Scott has proposed record public-school funding, but his attempts to fix the state’s bloated standardized testing program made a bad situation worse. He said he favored expanding health care programs for the needy when he was on the campaign trail, while simultaneously eviscerating the state’s safety net.
He doesn’t care about the environment. Scott wants to open state parks to cattle grazing and timber mining and has gutted many regulations that protect the land. The prison system is a mess. People filing for unemployment have shared stories about what a humiliating experience the state made that out to be.
Still, the governor wants to keep cutting and keep giving tax breaks.
It’s like that’s all he knows how to do.
Now he wants $1 billion in additional corporate tax cuts, promising the state manufacturing summit conference last month in Palm Beach that it would be really good for everyone.
“Here’s what they’ll see — they’ll absolutely see an impact on their lives because they’re going to see more jobs,” The Palm Beach Post reported. “They’re going to see a diversified economy. They’re going to see that the state’s in a better position the next time there’s a national recession.”
Forget for a moment that most of the newly created jobs don’t pay much and look at the real effect of the proposal.
When the state reduces its income through tax breaks, something else has to be cut. Recently, the Miami Herald presented a different slant on what those reductions mean to Florida.
The newspaper reported that more than 9,000 sick kids have been purged from the state’s health-care program under a so-called screening tool to establish need.
The Herald told of a 6-year-old boy who is nearly blind, can read only in Braille, and walks with a cane.
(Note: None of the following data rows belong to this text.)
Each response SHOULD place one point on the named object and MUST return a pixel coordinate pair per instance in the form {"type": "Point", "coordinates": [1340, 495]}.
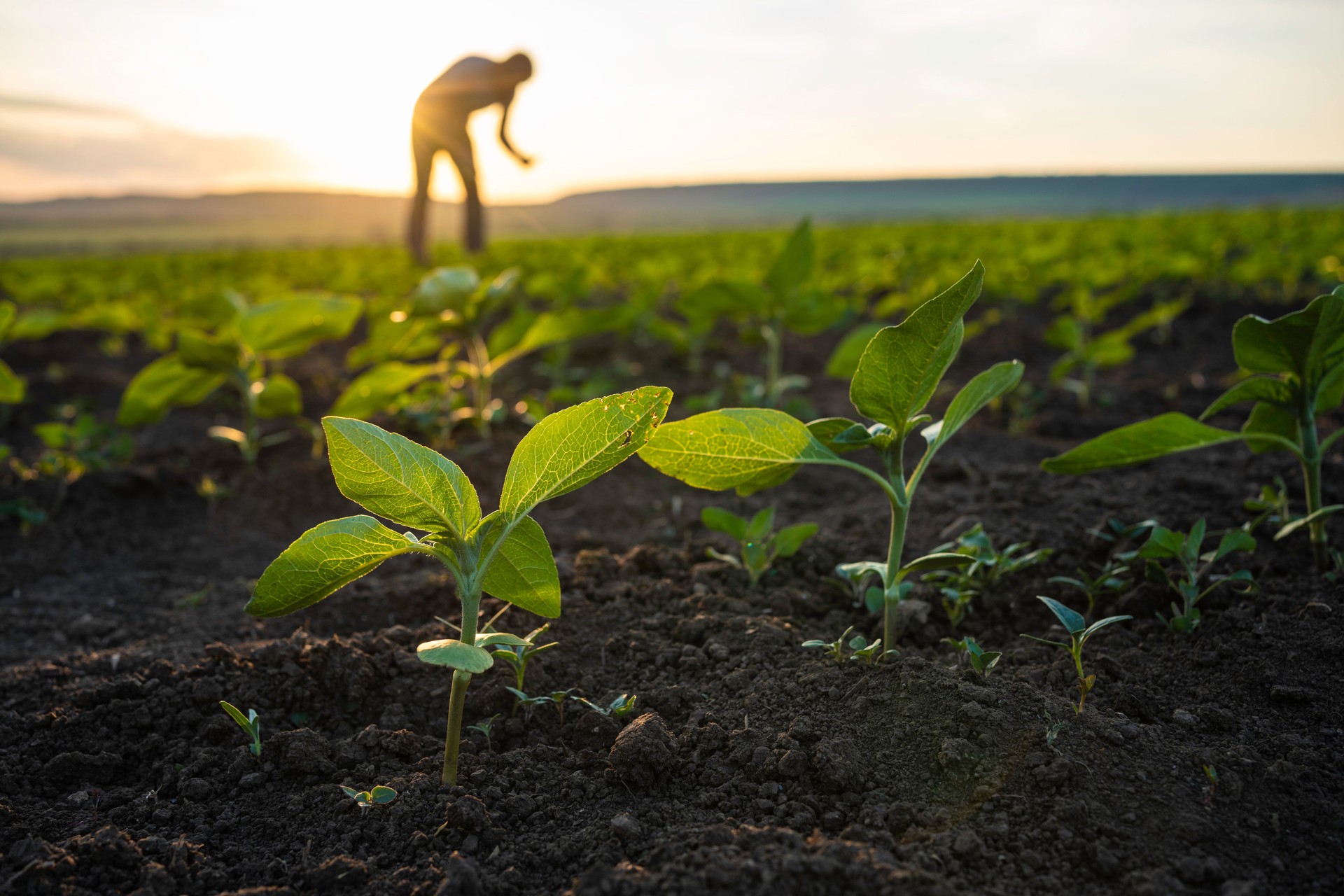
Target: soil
{"type": "Point", "coordinates": [752, 764]}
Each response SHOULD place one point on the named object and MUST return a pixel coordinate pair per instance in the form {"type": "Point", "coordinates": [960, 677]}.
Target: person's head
{"type": "Point", "coordinates": [519, 67]}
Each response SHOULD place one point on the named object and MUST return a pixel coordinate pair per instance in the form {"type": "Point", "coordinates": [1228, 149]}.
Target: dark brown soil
{"type": "Point", "coordinates": [755, 766]}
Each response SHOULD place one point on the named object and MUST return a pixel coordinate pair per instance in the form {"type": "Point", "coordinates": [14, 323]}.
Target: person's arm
{"type": "Point", "coordinates": [521, 158]}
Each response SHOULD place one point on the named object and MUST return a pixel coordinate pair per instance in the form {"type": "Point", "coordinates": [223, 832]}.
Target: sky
{"type": "Point", "coordinates": [185, 96]}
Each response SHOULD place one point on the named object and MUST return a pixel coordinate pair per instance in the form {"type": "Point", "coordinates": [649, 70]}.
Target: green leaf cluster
{"type": "Point", "coordinates": [241, 349]}
{"type": "Point", "coordinates": [1294, 375]}
{"type": "Point", "coordinates": [753, 449]}
{"type": "Point", "coordinates": [758, 543]}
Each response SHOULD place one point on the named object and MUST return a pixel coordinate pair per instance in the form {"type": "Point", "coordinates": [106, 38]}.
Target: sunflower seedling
{"type": "Point", "coordinates": [755, 449]}
{"type": "Point", "coordinates": [834, 649]}
{"type": "Point", "coordinates": [504, 554]}
{"type": "Point", "coordinates": [1078, 633]}
{"type": "Point", "coordinates": [960, 584]}
{"type": "Point", "coordinates": [366, 799]}
{"type": "Point", "coordinates": [757, 540]}
{"type": "Point", "coordinates": [1296, 375]}
{"type": "Point", "coordinates": [980, 660]}
{"type": "Point", "coordinates": [619, 708]}
{"type": "Point", "coordinates": [1193, 580]}
{"type": "Point", "coordinates": [251, 724]}
{"type": "Point", "coordinates": [518, 656]}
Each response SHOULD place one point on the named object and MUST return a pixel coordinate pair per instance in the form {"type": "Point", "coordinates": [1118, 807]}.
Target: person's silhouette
{"type": "Point", "coordinates": [440, 122]}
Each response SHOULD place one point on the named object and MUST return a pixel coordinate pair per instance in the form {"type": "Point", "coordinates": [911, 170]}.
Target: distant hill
{"type": "Point", "coordinates": [319, 218]}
He was able to receive specialized care under the state’s Children’s Medical Services program for the last two years to preserve what little remains of his eyesight. The state, however, kicked him out of the program, deciding he was “not clinically eligible.”
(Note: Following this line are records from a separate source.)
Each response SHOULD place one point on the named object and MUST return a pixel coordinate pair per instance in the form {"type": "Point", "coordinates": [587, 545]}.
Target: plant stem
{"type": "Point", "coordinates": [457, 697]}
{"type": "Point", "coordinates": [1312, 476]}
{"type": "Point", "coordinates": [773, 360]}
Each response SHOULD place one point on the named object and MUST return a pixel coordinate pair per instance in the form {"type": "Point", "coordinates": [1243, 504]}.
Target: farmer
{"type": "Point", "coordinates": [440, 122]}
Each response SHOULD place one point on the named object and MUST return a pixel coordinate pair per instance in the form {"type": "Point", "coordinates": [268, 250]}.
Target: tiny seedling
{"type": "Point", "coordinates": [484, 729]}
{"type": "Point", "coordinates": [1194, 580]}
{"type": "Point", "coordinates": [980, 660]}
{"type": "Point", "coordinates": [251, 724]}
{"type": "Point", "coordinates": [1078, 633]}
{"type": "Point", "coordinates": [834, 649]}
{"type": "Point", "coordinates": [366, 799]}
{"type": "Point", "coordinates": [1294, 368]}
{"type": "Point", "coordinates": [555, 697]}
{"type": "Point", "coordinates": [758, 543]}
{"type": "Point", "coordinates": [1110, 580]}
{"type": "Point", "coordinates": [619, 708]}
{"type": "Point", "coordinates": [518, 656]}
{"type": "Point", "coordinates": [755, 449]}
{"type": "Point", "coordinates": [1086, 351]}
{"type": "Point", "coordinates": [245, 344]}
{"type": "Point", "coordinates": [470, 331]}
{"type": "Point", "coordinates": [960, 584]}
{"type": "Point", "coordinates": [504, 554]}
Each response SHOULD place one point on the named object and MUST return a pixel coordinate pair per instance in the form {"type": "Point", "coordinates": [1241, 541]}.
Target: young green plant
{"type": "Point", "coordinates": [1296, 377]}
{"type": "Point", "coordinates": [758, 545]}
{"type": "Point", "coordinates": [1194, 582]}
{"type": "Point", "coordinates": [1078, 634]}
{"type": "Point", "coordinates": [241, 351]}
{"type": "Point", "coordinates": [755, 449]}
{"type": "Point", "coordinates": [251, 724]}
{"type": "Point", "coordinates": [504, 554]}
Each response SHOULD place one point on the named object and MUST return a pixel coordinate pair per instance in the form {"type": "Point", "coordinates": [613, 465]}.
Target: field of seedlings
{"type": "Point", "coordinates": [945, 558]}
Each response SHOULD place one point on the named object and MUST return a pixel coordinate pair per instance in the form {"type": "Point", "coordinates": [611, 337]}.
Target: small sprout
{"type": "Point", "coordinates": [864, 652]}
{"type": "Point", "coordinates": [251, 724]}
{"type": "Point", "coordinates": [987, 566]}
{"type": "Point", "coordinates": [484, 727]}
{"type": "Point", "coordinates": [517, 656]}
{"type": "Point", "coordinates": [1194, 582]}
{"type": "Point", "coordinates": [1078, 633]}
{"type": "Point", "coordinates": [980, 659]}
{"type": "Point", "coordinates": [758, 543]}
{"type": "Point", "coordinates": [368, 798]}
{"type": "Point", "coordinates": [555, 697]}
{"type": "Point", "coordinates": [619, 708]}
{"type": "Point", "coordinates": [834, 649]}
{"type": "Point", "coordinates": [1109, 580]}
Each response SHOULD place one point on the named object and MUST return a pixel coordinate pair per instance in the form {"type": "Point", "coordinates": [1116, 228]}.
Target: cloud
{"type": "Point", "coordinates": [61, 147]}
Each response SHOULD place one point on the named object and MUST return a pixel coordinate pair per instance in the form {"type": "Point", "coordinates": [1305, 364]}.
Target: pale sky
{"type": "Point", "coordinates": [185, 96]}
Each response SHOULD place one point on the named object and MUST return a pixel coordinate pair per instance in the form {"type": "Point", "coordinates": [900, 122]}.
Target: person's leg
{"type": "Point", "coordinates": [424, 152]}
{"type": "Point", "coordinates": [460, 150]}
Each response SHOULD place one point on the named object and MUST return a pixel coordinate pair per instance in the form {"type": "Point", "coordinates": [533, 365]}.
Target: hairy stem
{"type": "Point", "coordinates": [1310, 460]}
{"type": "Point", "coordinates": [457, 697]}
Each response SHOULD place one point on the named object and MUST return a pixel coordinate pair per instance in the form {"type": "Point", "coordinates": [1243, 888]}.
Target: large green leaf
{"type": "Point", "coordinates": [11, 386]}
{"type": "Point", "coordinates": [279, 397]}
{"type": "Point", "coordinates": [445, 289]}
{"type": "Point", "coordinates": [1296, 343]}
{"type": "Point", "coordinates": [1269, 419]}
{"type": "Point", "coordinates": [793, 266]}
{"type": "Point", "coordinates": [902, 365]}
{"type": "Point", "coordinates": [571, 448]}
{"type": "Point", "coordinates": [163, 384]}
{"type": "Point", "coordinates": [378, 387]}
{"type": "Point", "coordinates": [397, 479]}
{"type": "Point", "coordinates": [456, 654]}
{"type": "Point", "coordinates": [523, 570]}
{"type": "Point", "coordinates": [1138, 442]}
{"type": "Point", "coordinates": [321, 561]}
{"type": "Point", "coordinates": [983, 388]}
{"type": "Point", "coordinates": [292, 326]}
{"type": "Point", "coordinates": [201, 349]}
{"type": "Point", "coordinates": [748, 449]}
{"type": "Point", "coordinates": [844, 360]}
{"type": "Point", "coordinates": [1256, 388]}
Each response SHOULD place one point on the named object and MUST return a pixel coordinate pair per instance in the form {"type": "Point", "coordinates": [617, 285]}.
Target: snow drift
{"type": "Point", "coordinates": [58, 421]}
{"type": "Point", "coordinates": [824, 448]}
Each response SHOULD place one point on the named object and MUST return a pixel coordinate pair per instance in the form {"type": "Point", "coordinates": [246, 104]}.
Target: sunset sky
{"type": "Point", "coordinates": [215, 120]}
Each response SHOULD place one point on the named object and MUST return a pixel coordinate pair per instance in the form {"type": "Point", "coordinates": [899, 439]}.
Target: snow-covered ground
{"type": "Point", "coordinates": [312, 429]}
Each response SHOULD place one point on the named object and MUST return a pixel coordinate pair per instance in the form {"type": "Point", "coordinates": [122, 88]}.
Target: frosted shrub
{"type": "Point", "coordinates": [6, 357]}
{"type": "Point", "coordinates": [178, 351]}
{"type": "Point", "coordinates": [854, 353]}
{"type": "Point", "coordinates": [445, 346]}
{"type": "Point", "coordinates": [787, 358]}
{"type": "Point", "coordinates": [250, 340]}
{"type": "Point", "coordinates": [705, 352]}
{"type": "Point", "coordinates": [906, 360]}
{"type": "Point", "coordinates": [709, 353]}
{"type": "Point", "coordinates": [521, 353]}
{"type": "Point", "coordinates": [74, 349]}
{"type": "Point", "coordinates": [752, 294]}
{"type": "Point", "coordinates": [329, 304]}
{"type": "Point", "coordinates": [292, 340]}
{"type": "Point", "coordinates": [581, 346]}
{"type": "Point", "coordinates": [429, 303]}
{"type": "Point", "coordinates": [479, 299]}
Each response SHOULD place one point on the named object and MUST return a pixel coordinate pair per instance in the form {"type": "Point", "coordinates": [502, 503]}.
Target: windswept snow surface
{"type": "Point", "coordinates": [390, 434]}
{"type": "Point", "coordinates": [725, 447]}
If Scott gets all the corporate breaks he wants, he would help pay for it by eliminating more than 700 medical positions beyond what already has been cut. How many more kids on an overburdened system will be declared not clinically eligible?
The argument goes that reducing the burden on business is good because it creates jobs, and Florida’s unemployment rate in October was 5.1 percent, down six points from when Scott was first elected.
However, it doesn’t appear that many of those new jobs carry benefits; 16.57 percent of Florida residents have no health insurance. Only Texas and Alaska have higher rates. The state ranks 46th in the country for the number of uninsured children at 9.34 percent.
What’s the governor doing about that?
From all appearances, nothing.
Even worse, he doesn’t seem to care.